CM: And there are four metals that a potential consumer of the NFT can choose from?
BXB: Yes, there is one in black steel, there’s copper, and then there is gold. And those are the very first NFTs that got dropped just today. There is a way to purchase them that is much more streamlined than most NFT marketplaces. It’s actually pretty cool because if you had a screen like this in your home you can go to their outlet called LG Art Lab, and there you can see my NFTs and buy them right from your home screen. So that was a big part of their concept—to broaden the reach of NFTs and their potential collectors. And that also appealed to me because over the years there have been really intelligent and interested people who have wanted to buy my work and haven’t been able to afford it and now with this series, with each of the NFTs priced at 1000 dollars, it’s a lot more affordable. Want to buy one?

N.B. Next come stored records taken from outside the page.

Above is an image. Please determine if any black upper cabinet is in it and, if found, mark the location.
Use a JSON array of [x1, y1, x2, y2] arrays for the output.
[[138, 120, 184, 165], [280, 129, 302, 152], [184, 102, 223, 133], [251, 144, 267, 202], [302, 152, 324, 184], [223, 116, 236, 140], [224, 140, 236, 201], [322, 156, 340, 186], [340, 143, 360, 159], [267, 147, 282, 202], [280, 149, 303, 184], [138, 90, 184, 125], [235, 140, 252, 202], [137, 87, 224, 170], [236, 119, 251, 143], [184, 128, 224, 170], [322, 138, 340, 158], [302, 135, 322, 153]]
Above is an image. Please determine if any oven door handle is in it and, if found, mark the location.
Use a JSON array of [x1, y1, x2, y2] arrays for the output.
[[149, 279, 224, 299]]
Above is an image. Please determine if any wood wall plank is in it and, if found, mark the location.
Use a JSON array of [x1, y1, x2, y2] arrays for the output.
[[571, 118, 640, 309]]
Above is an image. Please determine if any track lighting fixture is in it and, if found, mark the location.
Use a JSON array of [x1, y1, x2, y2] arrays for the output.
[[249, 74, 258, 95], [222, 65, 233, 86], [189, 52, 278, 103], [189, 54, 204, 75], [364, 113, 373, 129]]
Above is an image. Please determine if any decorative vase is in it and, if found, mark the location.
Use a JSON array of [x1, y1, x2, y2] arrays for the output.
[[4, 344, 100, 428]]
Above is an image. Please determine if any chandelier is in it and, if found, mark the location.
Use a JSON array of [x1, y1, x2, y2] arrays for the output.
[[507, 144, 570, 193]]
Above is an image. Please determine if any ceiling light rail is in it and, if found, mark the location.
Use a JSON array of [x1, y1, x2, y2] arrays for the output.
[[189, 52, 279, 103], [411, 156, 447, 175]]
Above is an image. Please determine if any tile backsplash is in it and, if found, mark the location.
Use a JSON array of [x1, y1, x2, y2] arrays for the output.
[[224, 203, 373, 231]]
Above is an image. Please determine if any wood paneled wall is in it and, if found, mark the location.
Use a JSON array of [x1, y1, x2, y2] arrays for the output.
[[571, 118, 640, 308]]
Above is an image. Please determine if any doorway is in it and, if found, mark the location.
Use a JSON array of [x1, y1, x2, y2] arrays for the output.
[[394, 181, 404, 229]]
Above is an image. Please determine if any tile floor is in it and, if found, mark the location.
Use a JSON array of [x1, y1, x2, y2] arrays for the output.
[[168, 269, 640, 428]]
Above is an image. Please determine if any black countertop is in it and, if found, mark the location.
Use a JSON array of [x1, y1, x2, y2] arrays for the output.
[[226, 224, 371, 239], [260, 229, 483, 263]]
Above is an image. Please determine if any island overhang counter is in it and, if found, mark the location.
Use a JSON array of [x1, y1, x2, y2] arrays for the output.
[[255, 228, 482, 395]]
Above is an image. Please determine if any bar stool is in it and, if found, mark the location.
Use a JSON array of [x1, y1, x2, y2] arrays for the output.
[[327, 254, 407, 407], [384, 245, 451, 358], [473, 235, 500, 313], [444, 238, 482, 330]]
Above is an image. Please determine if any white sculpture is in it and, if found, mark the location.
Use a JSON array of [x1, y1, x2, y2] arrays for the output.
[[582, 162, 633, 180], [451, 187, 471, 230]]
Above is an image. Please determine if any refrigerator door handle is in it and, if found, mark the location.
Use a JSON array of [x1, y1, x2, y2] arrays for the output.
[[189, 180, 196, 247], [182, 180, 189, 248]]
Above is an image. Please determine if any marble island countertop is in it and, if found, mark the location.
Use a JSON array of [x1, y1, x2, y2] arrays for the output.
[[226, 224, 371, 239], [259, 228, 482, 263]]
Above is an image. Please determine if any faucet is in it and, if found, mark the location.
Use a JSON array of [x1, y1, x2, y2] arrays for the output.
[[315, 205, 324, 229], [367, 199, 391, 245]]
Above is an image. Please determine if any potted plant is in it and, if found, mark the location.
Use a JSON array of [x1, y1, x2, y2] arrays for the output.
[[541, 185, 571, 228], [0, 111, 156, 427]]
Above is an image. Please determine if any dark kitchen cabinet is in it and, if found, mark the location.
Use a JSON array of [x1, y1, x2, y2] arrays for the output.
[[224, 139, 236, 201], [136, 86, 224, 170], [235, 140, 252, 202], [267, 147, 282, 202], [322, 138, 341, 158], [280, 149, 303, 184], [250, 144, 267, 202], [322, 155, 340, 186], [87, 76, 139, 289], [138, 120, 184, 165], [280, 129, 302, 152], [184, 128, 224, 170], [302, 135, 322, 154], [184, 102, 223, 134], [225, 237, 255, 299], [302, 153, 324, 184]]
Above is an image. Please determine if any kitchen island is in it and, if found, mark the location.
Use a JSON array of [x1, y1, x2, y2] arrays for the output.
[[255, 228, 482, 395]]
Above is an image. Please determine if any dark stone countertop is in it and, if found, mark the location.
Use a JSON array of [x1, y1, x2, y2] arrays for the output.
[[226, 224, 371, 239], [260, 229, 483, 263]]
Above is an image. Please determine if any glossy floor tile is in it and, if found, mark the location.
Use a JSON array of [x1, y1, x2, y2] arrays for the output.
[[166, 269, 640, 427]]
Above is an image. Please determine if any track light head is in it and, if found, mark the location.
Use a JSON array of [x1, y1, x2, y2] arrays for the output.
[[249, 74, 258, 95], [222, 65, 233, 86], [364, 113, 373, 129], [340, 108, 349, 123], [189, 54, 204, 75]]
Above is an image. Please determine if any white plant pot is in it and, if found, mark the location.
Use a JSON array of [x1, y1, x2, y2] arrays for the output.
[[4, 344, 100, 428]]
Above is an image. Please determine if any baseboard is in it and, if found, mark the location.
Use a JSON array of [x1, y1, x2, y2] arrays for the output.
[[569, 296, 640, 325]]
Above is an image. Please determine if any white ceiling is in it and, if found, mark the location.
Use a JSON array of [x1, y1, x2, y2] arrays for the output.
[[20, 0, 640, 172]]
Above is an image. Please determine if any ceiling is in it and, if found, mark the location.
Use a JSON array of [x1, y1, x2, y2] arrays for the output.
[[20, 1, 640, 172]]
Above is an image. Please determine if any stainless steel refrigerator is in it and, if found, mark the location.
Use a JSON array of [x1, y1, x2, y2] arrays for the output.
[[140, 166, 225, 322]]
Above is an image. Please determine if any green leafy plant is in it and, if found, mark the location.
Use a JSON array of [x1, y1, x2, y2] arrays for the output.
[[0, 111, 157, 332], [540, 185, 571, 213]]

CM: Honestly, I still don’t know entirely what I make of this new frontier.
BXB: I’m skeptical!
CM: Yes, me too.
BXB: But my idea was just to go for it, and see what you can produce, and that’s the reason that I do anything that I do. I don’t ever have a vision and then think to myself, “How can I realize that?”
CM: You don’t?
BXB: No, I just think, “Let’s do this, and then let’s do that, let’s incorporate that and let’s see what it all ends up becoming.” Because if you’re going to try to create something new I think illustrating your vision is not the way to do it. I try to tell a very dense story through my work, so there are a lot of layers: this is not exactly a minimalist sculpture.
CM: So how do these other video works relate to the portrait of John Paul ll?

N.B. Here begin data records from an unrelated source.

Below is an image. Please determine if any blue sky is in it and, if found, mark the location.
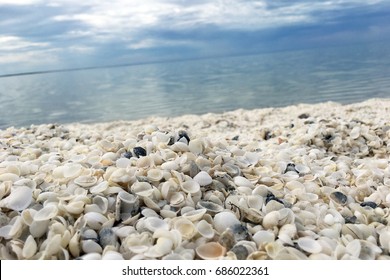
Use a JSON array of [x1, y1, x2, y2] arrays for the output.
[[0, 0, 390, 75]]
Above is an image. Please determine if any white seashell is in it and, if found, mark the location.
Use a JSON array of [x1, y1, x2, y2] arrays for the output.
[[34, 204, 58, 222], [194, 171, 213, 187], [81, 239, 103, 254], [109, 168, 132, 183], [196, 200, 225, 216], [44, 234, 61, 256], [102, 251, 124, 260], [143, 217, 169, 232], [84, 212, 108, 230], [29, 220, 50, 238], [22, 235, 38, 259], [297, 237, 322, 254], [173, 217, 197, 240], [263, 211, 280, 229], [147, 168, 164, 182], [182, 209, 207, 222], [115, 157, 131, 169], [181, 179, 200, 194], [62, 163, 82, 178], [0, 186, 32, 211], [161, 160, 179, 171], [195, 242, 226, 260], [246, 195, 268, 210], [130, 182, 154, 196], [345, 239, 362, 258], [214, 212, 241, 234], [74, 175, 97, 188], [169, 192, 186, 207], [233, 176, 254, 189], [196, 220, 215, 239], [188, 139, 203, 155], [80, 253, 102, 260], [349, 126, 360, 140], [252, 230, 275, 248]]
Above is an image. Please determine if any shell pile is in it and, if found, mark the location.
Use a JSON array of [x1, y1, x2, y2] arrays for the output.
[[0, 99, 390, 260]]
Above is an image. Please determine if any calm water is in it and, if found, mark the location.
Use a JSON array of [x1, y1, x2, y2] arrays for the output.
[[0, 41, 390, 128]]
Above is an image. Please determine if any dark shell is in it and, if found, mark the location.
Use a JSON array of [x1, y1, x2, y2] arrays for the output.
[[133, 147, 146, 158], [123, 151, 133, 158]]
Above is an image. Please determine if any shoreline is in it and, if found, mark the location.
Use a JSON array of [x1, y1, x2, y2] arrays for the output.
[[0, 99, 390, 259]]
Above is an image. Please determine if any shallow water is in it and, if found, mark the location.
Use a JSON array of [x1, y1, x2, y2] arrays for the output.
[[0, 43, 390, 128]]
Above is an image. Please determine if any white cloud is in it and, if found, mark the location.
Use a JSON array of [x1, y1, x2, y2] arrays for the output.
[[0, 36, 49, 52]]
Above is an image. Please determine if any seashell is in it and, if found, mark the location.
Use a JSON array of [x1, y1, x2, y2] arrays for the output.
[[29, 220, 50, 238], [160, 160, 179, 171], [214, 212, 241, 233], [102, 251, 124, 260], [264, 241, 284, 259], [142, 217, 169, 232], [0, 186, 32, 211], [194, 171, 213, 187], [0, 216, 23, 239], [246, 194, 264, 210], [196, 200, 225, 216], [22, 235, 38, 259], [169, 192, 186, 207], [297, 237, 322, 254], [233, 176, 254, 189], [147, 168, 164, 182], [33, 204, 58, 222], [84, 212, 108, 230], [182, 208, 207, 222], [85, 195, 108, 214], [80, 239, 103, 254], [173, 217, 197, 240], [109, 168, 132, 184], [130, 182, 154, 196], [196, 220, 214, 239], [62, 163, 82, 178], [188, 139, 203, 155], [58, 201, 85, 215], [99, 228, 117, 248], [181, 180, 200, 194], [80, 253, 102, 261], [74, 175, 97, 188], [115, 158, 131, 169], [0, 173, 20, 182], [195, 242, 226, 260], [252, 230, 275, 248], [115, 191, 139, 221], [144, 237, 173, 258]]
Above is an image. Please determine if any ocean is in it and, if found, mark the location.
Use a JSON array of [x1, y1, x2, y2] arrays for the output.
[[0, 40, 390, 129]]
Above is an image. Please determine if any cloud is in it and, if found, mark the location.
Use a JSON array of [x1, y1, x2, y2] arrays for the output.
[[0, 0, 390, 74]]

BXB: These are the new stone series where I’m taking it one step further. I’ve made sculptures that I could not ever realize in the real world. So there are several versions, this one that you’re seeing here is the jade. There is also one in ruby, one in sapphire, and the last one, which is a special edition, is honeycomb calcite.
CM: And how did you choose those materials? Do they have specific significance?
BXB: Well I chose the four colors: red, blue, green, and orange.
CM: So you weren’t choosing the colors or the stones based on any religious affiliation? At least to me, red certainly is a color that comes to mind when I think of the Catholic church and the symbolism of color that is often embedded within its imagery.
BXB: No, I didn’t have that in mind. But I like the idea of positing this crazy thing within the contemporary art context, I mean, you have to admit that if that actual sculpture were installed here in this art fair people would be looking at it and thinking, “What the hell is that doing here?” It’s clearly out of context!